Can You—Will You—Write A Best Seller?

Last week, habits maven James Clear published his first book: Atomic Habits.

About a week after the release, it’s the #1 best seller in Amazon’s Organizational Behavior category.

For the first week, it was in Amazon’s Top 10 for ALL books.

Quite a feat for a first-time author, don’t you think?

But it wasn’t because all the stars magically aligned in his favor.

James wrote and published his book while building an enormous (and enormously engaged) audience from his deep, thoughtful articles on habits (for more on this listen to our Business of Authority podcast interview with him here).

And for the record, James isn’t a “me, me, me” master of hype. He’s the real deal—a low key, thoughtful authority consistently serving his audience.

His belief that the right habits—small incremental shifts over time—bring remarkable results is baked into every aspect of his work.

Literally everything James does—writing, emails, social media—is centered on his big idea: “How can we live better?”

In terms of book success, he approached his business in the most efficient order for an authority:

Pick a topic you’re entranced with and focus on how you can serve a specific slice of your world.

Develop a distinct point of view so your tribe will recognize you and engage.

Deliver content—blog posts, articles, podcasts, videos—that sincerely serves your ideal audience.

Build an email list sharing your content, adjusting as you discover what most serves your tribe.

Write the book they want and need in your voice.


I can almost hear your voice in my head: “But I don’t have 400,000+ email subscribers like James—what about me?”

The process is EXACTLY the same.

Do you imagine James just woke up one morning with 428,000 subscribers?

Of course not—he built them, one at a time at first until he found his rhythm, just like the rest of us.

And that rhythm starts with picking the right big idea for yourself and your ideal audience.

An idea that intrigues you enough to spend years creating content that helps your audience transform (because it’s hard damn work if you’re not passionately committed).

You have to keep creating AND engaging.
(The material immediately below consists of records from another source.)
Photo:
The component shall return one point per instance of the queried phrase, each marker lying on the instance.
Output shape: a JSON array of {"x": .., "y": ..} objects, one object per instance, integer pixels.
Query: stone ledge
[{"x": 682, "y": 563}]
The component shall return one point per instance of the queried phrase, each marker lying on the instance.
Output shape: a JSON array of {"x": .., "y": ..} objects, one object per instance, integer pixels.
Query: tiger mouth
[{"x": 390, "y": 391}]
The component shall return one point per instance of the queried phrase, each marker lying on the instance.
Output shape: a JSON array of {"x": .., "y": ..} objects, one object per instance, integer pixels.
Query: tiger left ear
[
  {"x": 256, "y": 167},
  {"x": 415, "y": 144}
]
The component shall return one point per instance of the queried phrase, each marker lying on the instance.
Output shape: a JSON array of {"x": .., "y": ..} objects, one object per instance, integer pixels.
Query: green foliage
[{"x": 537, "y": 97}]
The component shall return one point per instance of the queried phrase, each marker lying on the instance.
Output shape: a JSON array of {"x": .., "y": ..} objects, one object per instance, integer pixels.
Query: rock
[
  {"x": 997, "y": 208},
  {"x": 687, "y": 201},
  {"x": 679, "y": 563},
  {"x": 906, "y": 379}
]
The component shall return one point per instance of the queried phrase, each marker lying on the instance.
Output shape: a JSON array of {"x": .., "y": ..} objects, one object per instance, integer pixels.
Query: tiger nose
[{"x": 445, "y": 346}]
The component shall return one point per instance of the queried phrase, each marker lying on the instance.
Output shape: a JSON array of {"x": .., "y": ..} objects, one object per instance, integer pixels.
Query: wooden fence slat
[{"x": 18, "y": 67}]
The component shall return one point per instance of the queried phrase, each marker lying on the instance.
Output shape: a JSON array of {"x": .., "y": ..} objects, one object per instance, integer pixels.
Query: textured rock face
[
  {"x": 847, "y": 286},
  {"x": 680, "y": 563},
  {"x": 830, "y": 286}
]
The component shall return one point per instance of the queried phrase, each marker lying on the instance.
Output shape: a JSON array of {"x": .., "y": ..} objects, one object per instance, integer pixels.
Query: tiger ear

There is no substitute. There are no shortcuts.

Every time you engage, you’ll learn something new and find deeper ways to serve and provide value.

And the great news is you don’t need a James Clear-sized tribe to be successful.

Your audience can be dramatically smaller while still producing enough raving fans to make your book hit the best seller list for your niche.

And let’s not forget that books drive other revenue for your business—from consulting projects to speaking gigs to productized services.

So the question isn’t CAN you write a best seller in your category. The question is WILL you?